The reason we left Village 7 was simply not being able to plug into the community the church offered. It was very hard to during that season of life, and our lack of intentionality led to a disconnect with the church.
There was an Evangelical Free church right in our very neighborhood and we knew a lot of people who went there. We attended a couple of services and were thrilled to have people to talk to afterwards, people who already knew us. It wasn’t “work” to get to know the people there. Sometimes you are willing to sacrifice teaching for community, and this would be an example of our having done just that.
We plugged into the church more than any we ever had. Craig taught several rounds of Sunday School classes. I taught in the toddlers class. We joined the weekly homeschool co-op (our oldest was just in preschool, but it was something to do each week so we did it). We enrolled in Awanas, attended VBS, you name it, we were there. Daughter #4 was born while we were here, and we had her and #3 dedicated while at this church.
We stayed there longer than any other church we’d been at so far, but slowly I began a spiritual decline. The teaching lacked depth; the services were shallow. I started getting antsy. I felt like I was dying a slow painful spiritual death.
Craig didn’t feel this as much because his role at Glen Eyrie placed him under good teaching often through the conferences he was planning. And whereas he gets fed by feeding others, I just get drained by it.
We discussed our situation many times with one particular couple. They were on Campus Crusade staff and had Mizzou roots along with Craig, so there were several levels of commonality on which to hinge a friendship. The counsel I, in particular, received, though, was to stay in the community we’d developed there, but to seek better teaching from radio or internet preachers. This suggestion didn’t sit well with me. I have nothing against sermons on the internet, but I don’t particularly think they should be one’s dominant source of worship through the word.

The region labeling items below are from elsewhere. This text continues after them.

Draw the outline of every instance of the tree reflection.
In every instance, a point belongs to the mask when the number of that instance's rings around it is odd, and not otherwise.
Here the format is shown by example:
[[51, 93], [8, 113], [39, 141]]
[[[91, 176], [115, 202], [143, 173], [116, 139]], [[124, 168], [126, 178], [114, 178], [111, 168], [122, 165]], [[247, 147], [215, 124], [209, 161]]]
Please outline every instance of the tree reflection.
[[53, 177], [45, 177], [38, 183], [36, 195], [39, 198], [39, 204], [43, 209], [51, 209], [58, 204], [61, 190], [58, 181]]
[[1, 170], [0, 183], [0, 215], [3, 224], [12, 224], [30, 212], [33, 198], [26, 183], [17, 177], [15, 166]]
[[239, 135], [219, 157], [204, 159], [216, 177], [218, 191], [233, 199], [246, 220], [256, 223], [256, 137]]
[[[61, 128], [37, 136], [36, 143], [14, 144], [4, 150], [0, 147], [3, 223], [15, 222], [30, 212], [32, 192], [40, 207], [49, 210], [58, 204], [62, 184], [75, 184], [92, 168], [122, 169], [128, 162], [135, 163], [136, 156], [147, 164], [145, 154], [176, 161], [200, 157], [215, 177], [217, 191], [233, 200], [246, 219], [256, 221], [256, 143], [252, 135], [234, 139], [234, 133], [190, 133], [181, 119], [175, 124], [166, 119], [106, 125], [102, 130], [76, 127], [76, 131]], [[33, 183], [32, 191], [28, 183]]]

I started crying a lot when thinking about going back. Craig began realizing my decline was serious. We discussed the options in-depth for several weeks and came to this conclusion: we couldn’t go there if I were to have any hope of spiritual sustainability. About two and a half years after we joined this church (and yes, we had joined this one), all we could think about (okay, all *I* could think about) was the teaching we’d left behind at Village 7. We decided it was time to go back.

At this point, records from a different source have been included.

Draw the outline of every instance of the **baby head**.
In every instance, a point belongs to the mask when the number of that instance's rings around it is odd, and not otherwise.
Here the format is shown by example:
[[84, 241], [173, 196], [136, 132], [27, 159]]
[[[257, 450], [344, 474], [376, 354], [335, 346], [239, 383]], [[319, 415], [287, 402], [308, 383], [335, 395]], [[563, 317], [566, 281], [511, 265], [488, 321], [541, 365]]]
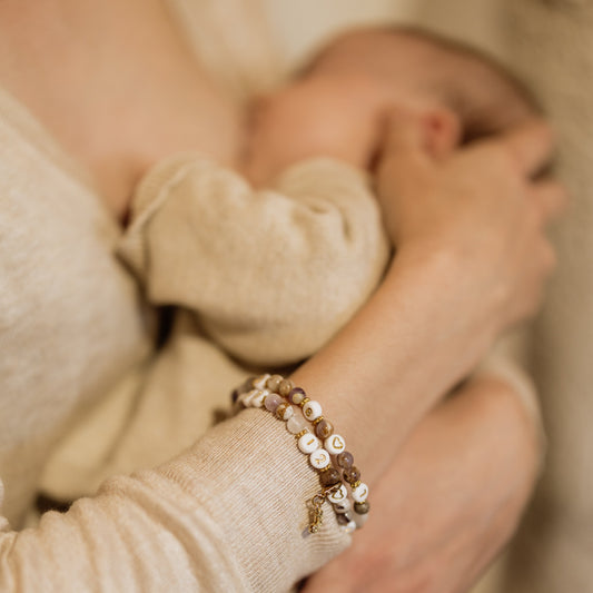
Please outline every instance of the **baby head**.
[[372, 170], [396, 112], [414, 116], [426, 149], [444, 156], [536, 110], [521, 85], [474, 50], [411, 29], [357, 30], [255, 102], [247, 175], [263, 182], [314, 156]]
[[[535, 101], [492, 58], [412, 28], [369, 28], [329, 42], [302, 71], [379, 89], [386, 101], [455, 113], [463, 139], [487, 136], [538, 112]], [[349, 82], [347, 82], [349, 80]]]

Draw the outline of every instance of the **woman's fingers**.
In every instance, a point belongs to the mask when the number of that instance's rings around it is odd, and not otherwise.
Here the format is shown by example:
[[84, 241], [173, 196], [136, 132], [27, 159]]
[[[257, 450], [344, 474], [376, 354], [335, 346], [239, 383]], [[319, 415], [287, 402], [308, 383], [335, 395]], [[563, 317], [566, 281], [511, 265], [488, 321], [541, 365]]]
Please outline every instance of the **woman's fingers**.
[[534, 184], [533, 200], [540, 209], [542, 223], [546, 225], [564, 211], [569, 194], [562, 184], [546, 179]]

We had a small problem, though. We committed ourselves to teaching the toddlers class as a couple throughout the whole summer, and we didn’t want to go back on our commitment. That month of August was one of the longest Augusts we’ve lived through (longer even than the one in which daughter #2 was born on the 28th!). We started going to the E-Free church in the mornings to teach the toddler class and then speeding across town back to V7 for the worship service.
When September rolled around, we knew this would be the last time we played with the churches of Colorado Springs. We sat through the membership class and took the membership vows that very month. It was one of the most relieving months of our whole church existence. We were in the process of wrestling through the infant baptism thing; I was wrestling with all five points of Calvinism. But it was where we were supposed to be and we knew it. It was good.

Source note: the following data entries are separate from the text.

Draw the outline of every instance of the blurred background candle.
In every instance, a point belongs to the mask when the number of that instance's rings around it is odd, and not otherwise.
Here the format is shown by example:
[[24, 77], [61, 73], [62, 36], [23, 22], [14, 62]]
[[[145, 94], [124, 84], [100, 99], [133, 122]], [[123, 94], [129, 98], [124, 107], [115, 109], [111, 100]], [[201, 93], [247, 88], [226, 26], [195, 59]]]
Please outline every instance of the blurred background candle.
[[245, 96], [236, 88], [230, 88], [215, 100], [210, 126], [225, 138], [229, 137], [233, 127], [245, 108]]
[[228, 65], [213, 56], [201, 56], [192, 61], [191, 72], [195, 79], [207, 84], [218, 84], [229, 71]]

Then the very next month Craig took me out for coffee. While sipping my hot chocolate at Starbuck’s that morning he spilled the words I never in a million years expected to hear. He said he’d been thinking about starting seminary. In St. Louis. Next fall, but moving in the spring. What did I think?
What did I think? It was a question I would not fully be able to understand the answer to for another four years, but the part of me that seeks out and thrives on change was completely for it. Yes! Let’s do this! Let’s start something totally new! In St. Louis!
And then I remembered: we just joined the church of our dreams. What about that?
Well, St. Louis is Presbyterianland, after all. Surely we’ll find another one once we got there.